Re: “No Vote punishes the young,” March 11.
The young won’t be able to afford to live in Metro Vancouver let alone transit fare if TransLink and Metro Vancouver Mayors continue their tax-and-spend binging that has gone on far too long. The new tax would add a further cost burden for residents of an average of another $250 per year.
As taxes rise, so does the cost of living, which seriously affects the young when they are just starting out in life and find they cannot even afford to leave their parents home. A No vote to the proposed PST transit tax increase would send the message residents are fed up and will no longer tolerate all the deception and unaccountable, wasteful behaviour by TransLink and Metro mayors.

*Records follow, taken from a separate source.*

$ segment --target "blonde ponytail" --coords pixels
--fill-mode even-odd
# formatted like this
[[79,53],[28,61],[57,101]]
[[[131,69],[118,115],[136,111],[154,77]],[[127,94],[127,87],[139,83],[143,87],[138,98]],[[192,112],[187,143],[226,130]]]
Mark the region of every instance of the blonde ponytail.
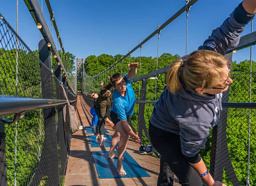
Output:
[[166,86],[173,94],[178,91],[181,87],[179,80],[179,71],[181,67],[182,60],[178,58],[173,62],[169,67],[166,75]]
[[170,65],[166,75],[167,88],[173,94],[180,89],[179,76],[187,86],[194,89],[221,83],[220,78],[228,62],[226,57],[213,51],[193,52],[183,61],[177,59]]

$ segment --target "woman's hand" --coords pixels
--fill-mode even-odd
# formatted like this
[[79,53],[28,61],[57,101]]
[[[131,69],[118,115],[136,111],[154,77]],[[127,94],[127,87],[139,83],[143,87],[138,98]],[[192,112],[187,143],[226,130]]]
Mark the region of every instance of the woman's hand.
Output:
[[132,63],[131,64],[128,64],[128,66],[130,67],[130,69],[135,69],[139,66],[138,63]]
[[135,142],[136,143],[139,143],[141,142],[141,140],[140,139],[140,137],[138,136],[138,133],[136,132],[134,133],[134,134],[132,136],[132,140],[134,140]]
[[219,182],[218,181],[215,181],[215,182],[214,183],[214,184],[213,185],[214,186],[227,186],[226,185],[226,184],[224,184],[224,183],[222,183],[220,182]]

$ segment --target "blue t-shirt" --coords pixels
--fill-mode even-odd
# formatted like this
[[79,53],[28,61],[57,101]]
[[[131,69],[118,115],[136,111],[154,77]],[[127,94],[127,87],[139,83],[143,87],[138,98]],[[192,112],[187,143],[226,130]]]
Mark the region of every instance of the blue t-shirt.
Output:
[[127,74],[124,76],[124,79],[126,83],[126,95],[123,96],[116,89],[113,92],[113,106],[111,110],[116,113],[120,120],[127,119],[127,116],[133,113],[133,108],[135,104],[135,94],[131,83],[132,79],[128,80]]

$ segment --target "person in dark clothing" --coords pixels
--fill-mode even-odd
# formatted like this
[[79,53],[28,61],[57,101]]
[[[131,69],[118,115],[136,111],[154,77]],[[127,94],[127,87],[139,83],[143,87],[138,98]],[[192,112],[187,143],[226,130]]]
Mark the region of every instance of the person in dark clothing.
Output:
[[105,146],[104,143],[105,122],[109,123],[114,129],[115,129],[115,127],[106,115],[107,110],[109,109],[113,101],[112,94],[109,90],[112,87],[112,85],[110,83],[103,86],[103,81],[102,81],[101,85],[102,89],[99,92],[99,95],[94,104],[94,107],[98,118],[96,128],[97,133],[96,139],[100,139],[99,146],[104,147]]
[[[93,100],[93,105],[96,101],[96,99],[98,97],[98,96],[97,93],[95,91],[93,91],[91,93],[91,97],[94,98]],[[91,119],[91,128],[96,128],[97,127],[97,123],[98,122],[98,116],[96,114],[96,113],[94,110],[94,107],[93,106],[90,109],[90,113],[92,115],[92,118]]]
[[161,155],[158,185],[173,185],[175,174],[183,186],[226,185],[214,180],[199,153],[219,122],[221,93],[233,81],[231,62],[223,55],[238,44],[256,12],[256,1],[244,0],[198,50],[170,65],[167,88],[155,105],[149,126]]

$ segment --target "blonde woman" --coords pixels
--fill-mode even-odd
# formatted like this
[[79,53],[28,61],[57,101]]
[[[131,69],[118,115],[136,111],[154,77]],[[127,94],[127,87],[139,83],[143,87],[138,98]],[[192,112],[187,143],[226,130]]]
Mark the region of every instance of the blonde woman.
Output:
[[256,1],[244,0],[198,50],[173,62],[167,89],[156,103],[149,133],[161,155],[158,185],[226,185],[214,180],[199,155],[211,128],[219,122],[217,94],[233,82],[231,63],[223,55],[238,44],[244,26],[256,12]]

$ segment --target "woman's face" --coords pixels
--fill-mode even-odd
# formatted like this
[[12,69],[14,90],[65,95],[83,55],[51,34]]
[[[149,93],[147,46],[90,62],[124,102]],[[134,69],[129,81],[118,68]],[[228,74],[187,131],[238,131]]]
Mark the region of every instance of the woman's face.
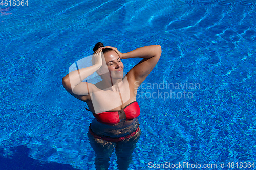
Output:
[[114,51],[104,54],[106,66],[112,79],[121,79],[123,77],[123,64],[119,56]]

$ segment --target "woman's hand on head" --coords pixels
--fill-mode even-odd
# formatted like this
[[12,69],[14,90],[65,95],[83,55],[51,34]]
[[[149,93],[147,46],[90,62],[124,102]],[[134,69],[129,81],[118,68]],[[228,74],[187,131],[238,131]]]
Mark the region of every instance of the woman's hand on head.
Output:
[[100,47],[93,53],[92,58],[92,62],[93,62],[93,64],[94,63],[94,64],[98,64],[100,66],[102,65],[102,47]]
[[118,51],[118,50],[117,50],[117,48],[114,48],[114,47],[113,47],[112,46],[104,46],[104,47],[102,47],[102,48],[103,49],[105,49],[105,48],[112,49],[113,50],[115,51],[116,53],[117,53],[117,54],[119,56],[120,59],[123,59],[123,54],[121,53],[120,52],[119,52]]

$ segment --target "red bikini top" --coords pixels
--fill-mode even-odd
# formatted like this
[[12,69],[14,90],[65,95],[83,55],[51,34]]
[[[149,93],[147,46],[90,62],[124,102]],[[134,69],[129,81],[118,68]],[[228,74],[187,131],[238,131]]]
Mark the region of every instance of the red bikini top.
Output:
[[[89,110],[87,108],[86,110]],[[90,111],[90,110],[89,110]],[[120,110],[112,110],[100,113],[93,113],[94,117],[102,123],[114,125],[126,120],[132,120],[138,117],[140,109],[137,101],[133,101]]]

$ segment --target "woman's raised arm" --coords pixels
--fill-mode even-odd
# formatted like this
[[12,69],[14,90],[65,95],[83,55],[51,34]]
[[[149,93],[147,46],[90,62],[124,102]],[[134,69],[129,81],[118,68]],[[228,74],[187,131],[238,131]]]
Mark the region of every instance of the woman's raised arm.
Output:
[[88,85],[90,86],[92,86],[92,84],[82,82],[82,81],[101,67],[102,64],[102,48],[99,48],[93,55],[93,58],[95,60],[94,65],[71,72],[62,78],[63,86],[71,94],[74,96],[77,95],[87,95],[90,92],[88,90],[91,89],[92,88],[89,88],[88,89],[86,87]]
[[140,85],[156,66],[162,53],[160,45],[144,46],[122,54],[122,59],[140,57],[143,59],[127,73],[127,77]]

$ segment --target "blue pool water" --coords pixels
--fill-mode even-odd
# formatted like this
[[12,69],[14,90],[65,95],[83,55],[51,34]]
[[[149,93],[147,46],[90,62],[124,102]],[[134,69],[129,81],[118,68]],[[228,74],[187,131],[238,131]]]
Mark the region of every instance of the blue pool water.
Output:
[[[162,46],[138,91],[131,169],[256,162],[254,0],[28,3],[0,7],[1,169],[94,169],[93,116],[61,79],[98,42],[123,53]],[[140,60],[122,62],[129,70]]]

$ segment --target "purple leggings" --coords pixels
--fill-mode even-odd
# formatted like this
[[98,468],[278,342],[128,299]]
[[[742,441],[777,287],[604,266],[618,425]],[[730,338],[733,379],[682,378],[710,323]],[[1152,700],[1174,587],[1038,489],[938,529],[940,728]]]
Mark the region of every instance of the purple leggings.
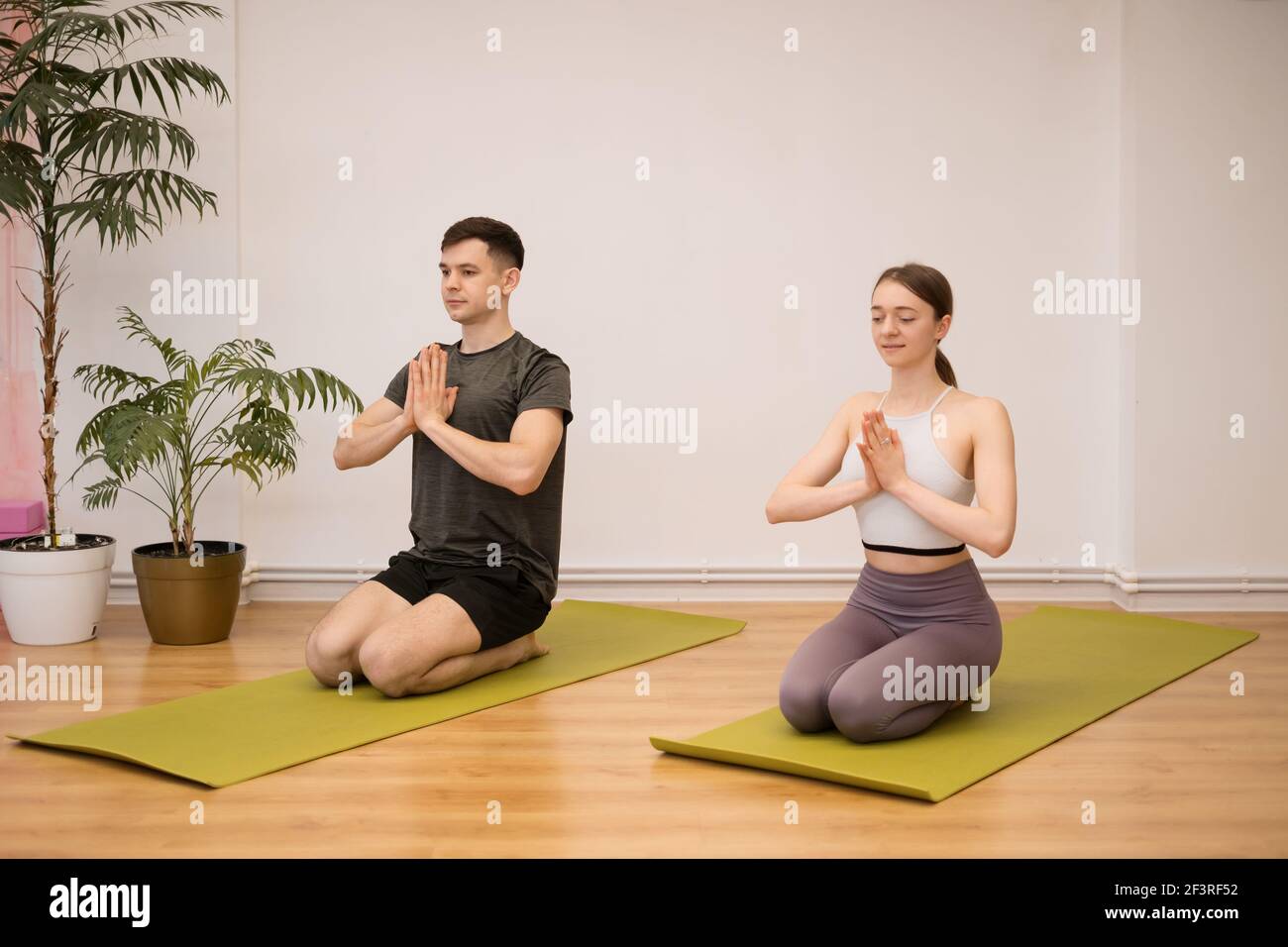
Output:
[[868,563],[840,615],[792,655],[778,706],[806,733],[898,740],[970,700],[962,682],[983,683],[1001,657],[1002,620],[974,559],[922,575]]

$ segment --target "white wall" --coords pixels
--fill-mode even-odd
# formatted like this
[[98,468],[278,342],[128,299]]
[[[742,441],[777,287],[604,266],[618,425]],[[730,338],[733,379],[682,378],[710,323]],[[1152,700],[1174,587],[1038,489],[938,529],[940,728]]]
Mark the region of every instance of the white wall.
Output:
[[[1001,560],[976,553],[996,597],[1288,604],[1270,384],[1285,332],[1271,286],[1288,242],[1283,4],[365,15],[379,28],[334,0],[237,4],[236,108],[189,120],[225,210],[138,267],[224,274],[234,227],[237,271],[259,281],[250,334],[370,402],[419,345],[456,338],[438,301],[446,227],[513,224],[528,259],[511,318],[572,368],[564,597],[844,597],[862,563],[853,514],[769,526],[764,501],[841,401],[887,387],[868,298],[885,267],[918,260],[953,285],[943,349],[960,387],[999,398],[1015,426],[1015,542]],[[492,28],[502,52],[486,49]],[[799,53],[783,52],[787,28]],[[1229,180],[1231,155],[1247,182]],[[931,178],[938,156],[947,182]],[[1056,271],[1141,278],[1140,325],[1034,314],[1033,282]],[[129,272],[113,258],[81,282],[106,309],[135,290]],[[788,285],[799,311],[783,308]],[[209,341],[236,325],[180,329]],[[107,329],[81,340],[118,348]],[[698,451],[591,443],[591,411],[613,399],[697,408]],[[1230,438],[1231,414],[1245,439]],[[410,448],[337,472],[336,423],[304,414],[298,473],[245,501],[256,598],[334,598],[343,582],[308,580],[410,544]],[[236,515],[232,492],[202,509],[213,531]],[[124,512],[94,522],[126,549],[156,533]],[[1245,566],[1279,591],[1131,585],[1166,571],[1231,588]],[[697,585],[703,568],[757,581]]]

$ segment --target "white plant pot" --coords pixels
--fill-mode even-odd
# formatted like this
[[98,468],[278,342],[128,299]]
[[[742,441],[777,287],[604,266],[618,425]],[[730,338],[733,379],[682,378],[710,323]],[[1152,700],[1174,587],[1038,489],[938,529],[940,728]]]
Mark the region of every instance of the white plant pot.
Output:
[[[85,541],[86,535],[77,539]],[[15,644],[94,638],[115,559],[116,540],[89,549],[0,548],[0,611],[9,636]]]

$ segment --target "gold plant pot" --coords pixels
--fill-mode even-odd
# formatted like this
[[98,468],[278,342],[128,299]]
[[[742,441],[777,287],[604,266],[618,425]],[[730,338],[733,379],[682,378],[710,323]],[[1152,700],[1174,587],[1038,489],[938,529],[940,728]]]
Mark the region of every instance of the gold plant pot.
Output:
[[213,644],[233,630],[246,546],[200,541],[192,555],[170,542],[134,550],[134,576],[148,634],[157,644]]

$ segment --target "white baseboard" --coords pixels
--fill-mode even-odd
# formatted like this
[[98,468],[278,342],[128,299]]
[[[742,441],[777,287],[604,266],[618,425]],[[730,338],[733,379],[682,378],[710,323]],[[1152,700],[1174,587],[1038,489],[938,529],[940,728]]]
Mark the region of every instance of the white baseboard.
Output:
[[[860,566],[571,566],[559,571],[555,600],[844,602],[854,590]],[[242,603],[335,602],[380,568],[249,562],[242,576]],[[1097,568],[985,563],[979,571],[996,602],[1112,602],[1128,612],[1288,611],[1288,575],[1132,572],[1113,564]],[[138,600],[133,572],[113,572],[108,603]]]

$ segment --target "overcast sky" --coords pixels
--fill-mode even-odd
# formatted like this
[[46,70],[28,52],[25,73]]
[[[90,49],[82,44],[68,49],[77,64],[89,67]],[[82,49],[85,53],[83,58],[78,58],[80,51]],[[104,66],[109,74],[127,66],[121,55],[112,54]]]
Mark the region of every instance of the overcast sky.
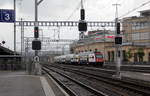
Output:
[[[17,1],[17,20],[34,20],[34,0],[16,0]],[[119,16],[124,15],[135,7],[140,6],[149,0],[84,0],[86,10],[86,20],[112,21],[115,18],[115,7],[112,4],[119,3]],[[39,20],[79,20],[80,0],[44,0],[39,5]],[[0,0],[1,9],[12,9],[13,0]],[[150,4],[139,8],[127,16],[139,15],[137,11],[150,9]],[[71,15],[72,14],[72,15]],[[69,18],[69,16],[71,16]],[[126,16],[126,17],[127,17]],[[0,23],[0,41],[6,41],[6,47],[13,49],[13,24]],[[31,29],[30,29],[31,30]],[[33,35],[26,28],[26,36]],[[45,29],[48,30],[48,29]],[[74,29],[73,29],[74,30]],[[46,35],[46,32],[44,32]],[[48,34],[48,33],[47,33]],[[72,36],[73,35],[73,36]],[[51,33],[49,36],[53,36]],[[20,32],[17,29],[17,37],[20,42]],[[61,38],[77,39],[78,32],[68,33],[68,30],[61,32]]]

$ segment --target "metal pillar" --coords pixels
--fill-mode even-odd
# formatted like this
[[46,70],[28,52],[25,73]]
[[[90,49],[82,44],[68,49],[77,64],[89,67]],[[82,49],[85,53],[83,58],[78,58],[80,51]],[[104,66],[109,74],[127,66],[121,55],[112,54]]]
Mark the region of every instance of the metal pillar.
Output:
[[[14,12],[15,12],[15,19],[16,19],[16,0],[14,0]],[[16,20],[14,22],[14,53],[16,54]]]
[[[38,0],[35,0],[35,26],[34,27],[38,27],[38,5],[42,2],[43,0],[40,0],[38,2]],[[35,40],[38,40],[38,38],[35,38]],[[35,64],[35,69],[34,69],[34,73],[36,75],[41,75],[41,65],[39,63],[39,56],[38,56],[38,50],[35,50],[35,58],[38,59],[38,61],[34,62]]]
[[[120,36],[120,33],[118,34],[117,33],[117,23],[118,23],[118,6],[120,5],[120,4],[113,4],[114,6],[116,6],[116,19],[115,19],[115,31],[116,31],[116,33],[115,33],[115,35],[116,35],[116,37],[119,37]],[[120,66],[121,66],[121,45],[120,44],[116,44],[115,45],[115,50],[116,50],[116,54],[115,54],[115,57],[116,57],[116,59],[115,59],[115,61],[116,61],[116,75],[115,75],[115,77],[116,78],[119,78],[119,79],[121,79],[121,73],[120,73]]]

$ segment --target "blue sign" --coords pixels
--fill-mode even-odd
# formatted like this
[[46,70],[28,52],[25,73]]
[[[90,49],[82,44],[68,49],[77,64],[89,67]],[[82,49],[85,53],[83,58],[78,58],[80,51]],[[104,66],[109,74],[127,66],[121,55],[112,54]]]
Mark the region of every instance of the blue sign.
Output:
[[15,11],[8,9],[0,9],[0,22],[15,22]]

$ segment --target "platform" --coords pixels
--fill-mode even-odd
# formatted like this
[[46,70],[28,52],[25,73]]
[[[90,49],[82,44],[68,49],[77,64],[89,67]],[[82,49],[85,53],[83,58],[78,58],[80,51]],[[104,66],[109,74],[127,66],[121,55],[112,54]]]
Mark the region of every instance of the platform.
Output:
[[0,71],[0,86],[0,96],[65,96],[52,80],[25,72]]
[[150,82],[150,73],[121,71],[121,76]]

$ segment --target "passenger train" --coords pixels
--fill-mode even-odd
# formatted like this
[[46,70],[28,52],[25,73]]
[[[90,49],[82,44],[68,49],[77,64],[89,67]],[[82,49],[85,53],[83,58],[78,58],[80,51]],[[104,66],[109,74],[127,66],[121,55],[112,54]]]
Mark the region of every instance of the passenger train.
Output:
[[104,58],[101,52],[81,52],[79,54],[67,54],[54,57],[59,64],[89,64],[103,66]]

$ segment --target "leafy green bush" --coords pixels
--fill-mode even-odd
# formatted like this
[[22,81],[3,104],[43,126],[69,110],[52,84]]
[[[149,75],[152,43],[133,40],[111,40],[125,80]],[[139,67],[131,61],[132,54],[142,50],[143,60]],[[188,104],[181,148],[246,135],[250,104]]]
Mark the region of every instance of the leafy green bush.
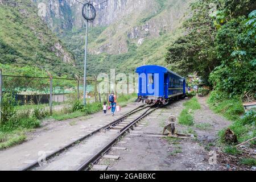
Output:
[[241,153],[237,148],[233,146],[228,146],[224,148],[224,152],[230,154],[237,155]]
[[85,106],[84,106],[80,100],[76,100],[72,105],[72,110],[73,112],[80,111],[84,112],[85,114],[95,113],[102,109],[102,104],[98,102],[88,103]]
[[201,108],[200,104],[197,101],[197,99],[196,97],[193,97],[190,100],[187,101],[183,105],[189,109],[197,110]]
[[207,96],[209,93],[210,93],[210,90],[204,88],[200,88],[198,90],[198,95],[199,96]]
[[255,126],[256,122],[256,111],[251,110],[246,112],[241,119],[241,122],[243,125],[251,125]]
[[17,113],[14,97],[10,93],[5,93],[2,100],[2,122],[3,124],[12,119]]
[[238,98],[226,99],[224,94],[217,91],[211,92],[208,100],[211,108],[215,113],[222,114],[228,119],[234,121],[240,118],[244,113],[242,101]]
[[256,159],[254,158],[244,158],[240,160],[240,164],[250,166],[256,166]]
[[76,100],[74,102],[73,102],[72,110],[73,112],[81,110],[84,108],[84,105],[82,103],[82,101],[80,100]]
[[42,119],[49,116],[49,113],[44,107],[36,106],[33,110],[32,115],[38,119]]
[[187,96],[189,97],[192,97],[196,96],[196,93],[195,91],[192,91],[187,94]]

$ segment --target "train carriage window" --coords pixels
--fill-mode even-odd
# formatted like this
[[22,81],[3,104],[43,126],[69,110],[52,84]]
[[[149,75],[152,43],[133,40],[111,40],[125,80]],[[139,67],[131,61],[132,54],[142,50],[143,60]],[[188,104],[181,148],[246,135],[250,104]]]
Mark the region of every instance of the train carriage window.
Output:
[[154,74],[151,73],[148,74],[148,84],[154,84]]

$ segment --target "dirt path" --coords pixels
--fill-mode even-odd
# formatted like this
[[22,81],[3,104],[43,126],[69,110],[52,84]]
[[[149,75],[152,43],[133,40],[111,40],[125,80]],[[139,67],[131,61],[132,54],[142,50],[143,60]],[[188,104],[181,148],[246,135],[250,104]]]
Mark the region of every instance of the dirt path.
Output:
[[43,127],[28,134],[27,142],[0,151],[0,170],[20,169],[42,156],[40,152],[47,155],[114,121],[140,104],[129,104],[114,118],[109,111],[106,116],[101,111],[76,119],[45,122]]
[[[160,134],[167,123],[168,117],[178,117],[185,100],[172,104],[159,109],[142,122],[146,124],[141,130],[128,134],[117,147],[123,151],[112,150],[110,155],[118,155],[117,161],[102,159],[99,164],[109,165],[109,170],[221,170],[218,163],[211,165],[210,151],[214,151],[214,143],[218,131],[228,126],[229,122],[215,114],[209,109],[206,98],[198,98],[201,109],[195,113],[195,125],[188,127],[176,125],[179,133],[193,134],[195,139],[175,139],[148,136],[139,133]],[[139,134],[136,133],[139,132]]]

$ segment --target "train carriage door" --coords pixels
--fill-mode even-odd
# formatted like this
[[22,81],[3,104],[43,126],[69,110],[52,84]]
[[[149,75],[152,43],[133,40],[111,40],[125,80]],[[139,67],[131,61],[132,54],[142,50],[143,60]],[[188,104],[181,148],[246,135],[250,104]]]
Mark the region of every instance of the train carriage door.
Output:
[[147,94],[154,96],[155,89],[155,75],[154,73],[147,74]]
[[187,93],[186,91],[186,80],[184,80],[183,81],[183,94],[185,94]]
[[169,76],[168,74],[164,73],[164,98],[167,98],[169,96]]
[[139,92],[142,96],[145,96],[147,94],[146,81],[147,78],[146,76],[146,69],[143,68],[142,69],[142,72],[139,76],[139,85],[140,85],[139,88]]

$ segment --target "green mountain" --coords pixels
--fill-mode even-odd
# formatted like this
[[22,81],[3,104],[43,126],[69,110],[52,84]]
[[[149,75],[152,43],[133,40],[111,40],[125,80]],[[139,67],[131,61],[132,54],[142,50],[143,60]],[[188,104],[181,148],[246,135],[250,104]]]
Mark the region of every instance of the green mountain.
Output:
[[[82,5],[68,0],[34,1],[46,4],[44,20],[73,53],[82,75],[85,32]],[[89,28],[88,73],[109,73],[110,68],[134,72],[143,64],[171,68],[164,62],[166,47],[183,34],[179,27],[191,2],[113,0],[96,6],[97,16]]]
[[7,68],[26,66],[57,76],[75,73],[74,56],[38,11],[30,0],[0,1],[0,63],[3,73],[11,73]]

According to the Canadian Consumer tax index published in 2014 by the National Post, Canadians already pay 42 per cent of their income in various taxes, with Metro Vancouver residents also enduring the highest cost of living in the country. This makes it critically important that residents get answers to some serious questions before agreeing to hand over another penny of their hard earned dollars.
A key question is why Metro Vancouver residents alone are being made responsible for the cost of transit development? Responsibility for funding the construction of vital infrastructure within B.C.’s economic engine — Metro Vancouver — should be shared by all residents and businesses through governance by the provincial and federal government, not by unelected TransLink fat cats.
TransLink and the mayors want Metro Vancouver residents to fork over another $250 million in taxes a year to the TransLink coffers for a wish list of projects for which absolutely no financial details has been provided. This is on top of the 1.4 billion a year TransLink currently receives in funding from the 0.17 cents a liter of gas at the pumps and a huge chunk of our property taxes, which keep rising.
The mayors claim that from their seven billion in annual spending, with a projected growth of 4.8 per cent annually, they are also unable to identify a single penny of cost savings to support their transit plan. Yet it has been established by the Canadian Taxpayers Federation that they have the necessary funding sources without any tax increase.
It has been far too easy for politicians and government bureaucrats to keep going to the taxpayers instead of providing effective budgeting and securing greater operating efficiencies.
A No vote is about funding sources and mismanagement, not against transit which proponents of a Yes vote keep trying to make it. It is time we stop giving Metro mayors and TransLink a blank cheque.